Eine rasche Reaktion von aufmerksamen Anrainern und der exzellente Spürsinn eines Polizeihundes haben in Wien-Wieden einen dreisten Kircheneinbruch vereitelt. Der Täter, der es auf wertvolle sakrale Gegenstände abgesehen hatte, konnte noch am Tatort festgenommen werden.

Einbruch in der Nacht und Versteckspiel im Altarraum

Der Vorfall ereignete sich in der Nacht auf Dienstag gegen 0:30 Uhr. Nach dem derzeitigen Ermittlungsstand verschaffte sich ein 37-jähriger serbischer Staatsbürger gewaltsam Zutritt zu dem Gotteshaus, indem er die Haupteingangstüre aufbrach und dabei erheblichen Sachschaden anrichtete. Der Lärm beim Aufbrechen der Tür blieb jedoch nicht unbemerkt: Wachsame Anrainer schlugen sofort Alarm und verstandigten die Polizei. Als die ersten Streifenwagen kurz darauf eintrafen, befand sich der Eindringling noch im Gebäude.

Im Inneren der Kirche hatte der Täter bereits einen Altarschrank aufgebrochen. Wie die Polizei mitteilte, hatte er sich offenbar vorgenommen, einen vergoldeten Kelchdeckel sowie ein massives silbernes Kruzifix zu stehlen. Da ihm durch das rasche Eintreffen der Exekutive der Fluchtweg abgeschnitten war, suchte der 37-Jährige nach einem Versteck. Er kroch in den Altarbereich und versuchte, sich unter mehreren Decken zu verbergen.

Für die anschließende Durchsuchung des weitläufigen Kirchenschiffs zogen die Beamten die Polizeidiensthundeeinheit hinzu. Für den Diensthund "Orlik" stellte das improvisierte Versteck kein Hindernis dar. Der vierbeinige Ermittler spürte den Verdächtigen zielsicher auf. Der Mann wurde daraufhin widerstandslos vorläufig festgenommen. Das Landeskriminalamt Wien (Außenstelle Mitte) hat die weiteren Ermittlungen zu den Hintergründen der Tat übernommen.
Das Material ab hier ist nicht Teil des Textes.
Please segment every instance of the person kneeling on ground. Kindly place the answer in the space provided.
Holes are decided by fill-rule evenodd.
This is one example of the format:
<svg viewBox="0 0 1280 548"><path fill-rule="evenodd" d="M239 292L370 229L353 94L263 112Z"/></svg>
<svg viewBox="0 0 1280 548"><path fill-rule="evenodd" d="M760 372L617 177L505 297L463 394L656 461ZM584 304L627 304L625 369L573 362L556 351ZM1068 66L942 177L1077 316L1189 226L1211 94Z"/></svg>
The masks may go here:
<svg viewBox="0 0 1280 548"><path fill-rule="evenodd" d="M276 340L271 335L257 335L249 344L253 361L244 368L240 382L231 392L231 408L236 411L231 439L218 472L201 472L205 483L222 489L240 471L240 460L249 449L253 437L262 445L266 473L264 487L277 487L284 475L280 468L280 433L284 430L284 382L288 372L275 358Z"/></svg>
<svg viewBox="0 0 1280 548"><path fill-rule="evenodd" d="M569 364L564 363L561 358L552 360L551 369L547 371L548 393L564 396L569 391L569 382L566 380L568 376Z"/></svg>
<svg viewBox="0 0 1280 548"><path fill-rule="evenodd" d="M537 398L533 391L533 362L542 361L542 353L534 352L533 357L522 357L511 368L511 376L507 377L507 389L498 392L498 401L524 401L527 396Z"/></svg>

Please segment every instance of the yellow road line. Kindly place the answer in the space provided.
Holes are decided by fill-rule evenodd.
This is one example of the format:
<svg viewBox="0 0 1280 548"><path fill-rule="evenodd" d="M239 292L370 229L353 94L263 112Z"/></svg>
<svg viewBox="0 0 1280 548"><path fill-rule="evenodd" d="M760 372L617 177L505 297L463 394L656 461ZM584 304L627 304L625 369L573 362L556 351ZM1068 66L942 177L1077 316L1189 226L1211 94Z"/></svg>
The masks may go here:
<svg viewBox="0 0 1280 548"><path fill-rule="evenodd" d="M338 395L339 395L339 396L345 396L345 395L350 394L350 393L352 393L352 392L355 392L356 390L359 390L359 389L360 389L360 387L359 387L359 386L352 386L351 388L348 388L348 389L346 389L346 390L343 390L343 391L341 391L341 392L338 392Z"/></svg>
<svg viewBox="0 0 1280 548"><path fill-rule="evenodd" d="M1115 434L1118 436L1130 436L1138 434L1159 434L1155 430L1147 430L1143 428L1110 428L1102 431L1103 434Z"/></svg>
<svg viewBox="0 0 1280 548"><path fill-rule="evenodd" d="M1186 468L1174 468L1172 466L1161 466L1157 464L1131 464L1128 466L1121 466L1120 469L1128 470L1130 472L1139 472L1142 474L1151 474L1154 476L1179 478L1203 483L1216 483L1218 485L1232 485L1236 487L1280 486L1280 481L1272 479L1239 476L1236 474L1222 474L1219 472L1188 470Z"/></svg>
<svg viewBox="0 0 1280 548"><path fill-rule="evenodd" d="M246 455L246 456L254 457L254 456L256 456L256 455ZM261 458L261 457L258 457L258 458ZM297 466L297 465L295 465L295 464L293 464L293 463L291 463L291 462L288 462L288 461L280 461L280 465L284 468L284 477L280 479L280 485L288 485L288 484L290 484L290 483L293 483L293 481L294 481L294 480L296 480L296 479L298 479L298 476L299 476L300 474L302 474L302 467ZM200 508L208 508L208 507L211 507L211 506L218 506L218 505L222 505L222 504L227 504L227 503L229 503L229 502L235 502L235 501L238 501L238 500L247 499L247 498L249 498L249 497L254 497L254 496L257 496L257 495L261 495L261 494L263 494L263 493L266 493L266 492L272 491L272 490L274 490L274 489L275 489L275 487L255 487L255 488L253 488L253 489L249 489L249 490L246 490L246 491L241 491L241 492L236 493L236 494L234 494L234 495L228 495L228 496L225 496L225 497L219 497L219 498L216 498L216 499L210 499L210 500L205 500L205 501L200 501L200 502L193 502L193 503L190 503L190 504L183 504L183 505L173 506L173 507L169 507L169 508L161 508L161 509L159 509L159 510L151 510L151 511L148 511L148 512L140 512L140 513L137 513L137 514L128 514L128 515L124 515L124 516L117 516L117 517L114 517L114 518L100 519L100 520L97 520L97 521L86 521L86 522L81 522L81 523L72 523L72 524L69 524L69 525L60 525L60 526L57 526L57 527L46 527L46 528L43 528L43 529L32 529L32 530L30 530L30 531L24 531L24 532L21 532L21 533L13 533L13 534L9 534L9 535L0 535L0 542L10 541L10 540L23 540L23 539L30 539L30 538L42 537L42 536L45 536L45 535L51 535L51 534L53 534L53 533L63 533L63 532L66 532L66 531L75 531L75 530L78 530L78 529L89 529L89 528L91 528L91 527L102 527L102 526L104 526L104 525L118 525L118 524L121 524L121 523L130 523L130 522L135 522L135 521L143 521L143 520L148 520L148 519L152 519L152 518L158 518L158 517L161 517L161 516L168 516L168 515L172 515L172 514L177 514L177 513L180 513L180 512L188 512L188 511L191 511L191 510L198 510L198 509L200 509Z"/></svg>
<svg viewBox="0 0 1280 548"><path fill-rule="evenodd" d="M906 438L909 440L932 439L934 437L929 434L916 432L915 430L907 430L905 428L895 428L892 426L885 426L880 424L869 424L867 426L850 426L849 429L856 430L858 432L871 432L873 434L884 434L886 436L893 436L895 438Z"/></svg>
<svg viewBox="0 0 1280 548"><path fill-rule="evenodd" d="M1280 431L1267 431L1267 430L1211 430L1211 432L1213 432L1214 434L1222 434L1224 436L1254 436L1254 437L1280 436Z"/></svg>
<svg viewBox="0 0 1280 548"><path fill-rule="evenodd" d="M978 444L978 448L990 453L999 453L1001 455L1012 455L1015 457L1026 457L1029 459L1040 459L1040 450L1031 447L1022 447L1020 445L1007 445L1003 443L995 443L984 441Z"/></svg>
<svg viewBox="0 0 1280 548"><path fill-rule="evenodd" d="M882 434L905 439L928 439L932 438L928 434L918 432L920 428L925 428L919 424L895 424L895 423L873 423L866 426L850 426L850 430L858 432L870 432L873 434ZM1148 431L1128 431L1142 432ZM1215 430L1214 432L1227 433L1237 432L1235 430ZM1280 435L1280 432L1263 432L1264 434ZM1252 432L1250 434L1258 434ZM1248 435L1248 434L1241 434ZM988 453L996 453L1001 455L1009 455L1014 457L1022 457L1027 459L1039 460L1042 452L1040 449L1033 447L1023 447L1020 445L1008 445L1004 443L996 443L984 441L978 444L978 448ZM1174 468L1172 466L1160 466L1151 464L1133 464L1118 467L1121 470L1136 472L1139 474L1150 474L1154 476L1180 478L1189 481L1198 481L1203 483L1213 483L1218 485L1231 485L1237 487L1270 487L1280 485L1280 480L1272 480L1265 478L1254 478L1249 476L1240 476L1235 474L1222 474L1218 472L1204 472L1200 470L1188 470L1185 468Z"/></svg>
Prävention: Sicherheit für Kirchen und historische Gebäude

Kirchen und andere historische Gebäude beherbergen oft unersetzliche Kunst- und Kulturgüter, was sie zu attraktiven Zielen für Diebe macht. Der Schutz solcher Objekte ist anspruchsvoll, lässt sich aber durch folgende Maßnahmen deutlich erhöhen:

  • Mechanischer Grundschutz: Historische Eingangstüren sollten von innen mit massiven Querbalken oder modernen Sicherheitsschlössern nachgerüstet werden, ohne dabei den Denkmalschutz zu verletzen. Wertvolle Gegenstände gehören außerhalb der Gottesdienstzeiten in massive, verankerte Tresore oder gesicherte Altarschränke.
  • Elektronische Absicherung: Die Installation einer Alarmanlage mit Bewegungsmeldern, kombiniert mit einer Aufschaltung zur Polizei oder einem privaten Sicherheitsdienst, ist unerlässlich. Glasbruchmelder an den wertvollen Buntglasfenstern bieten zusätzlichen Schutz.
  • Außenbeleuchtung: Eine gut geplante Außenbeleuchtung (gegebenenfalls mit Bewegungssensoren) rund um das Gebäude schreckt potenzielle Einbrecher ab, da sie die Gefahr entdeckt zu werden, drastisch erhöht.
  • Nachbarschaftshilfe: Wie dieser Fall eindrucksvoll zeigt, ist eine aufmerksame Nachbarschaft goldwert. Anrainer, die ungewöhnliche Geräusche oder Personen sofort über den Notruf 133 melden, sind die beste Alarmanlage.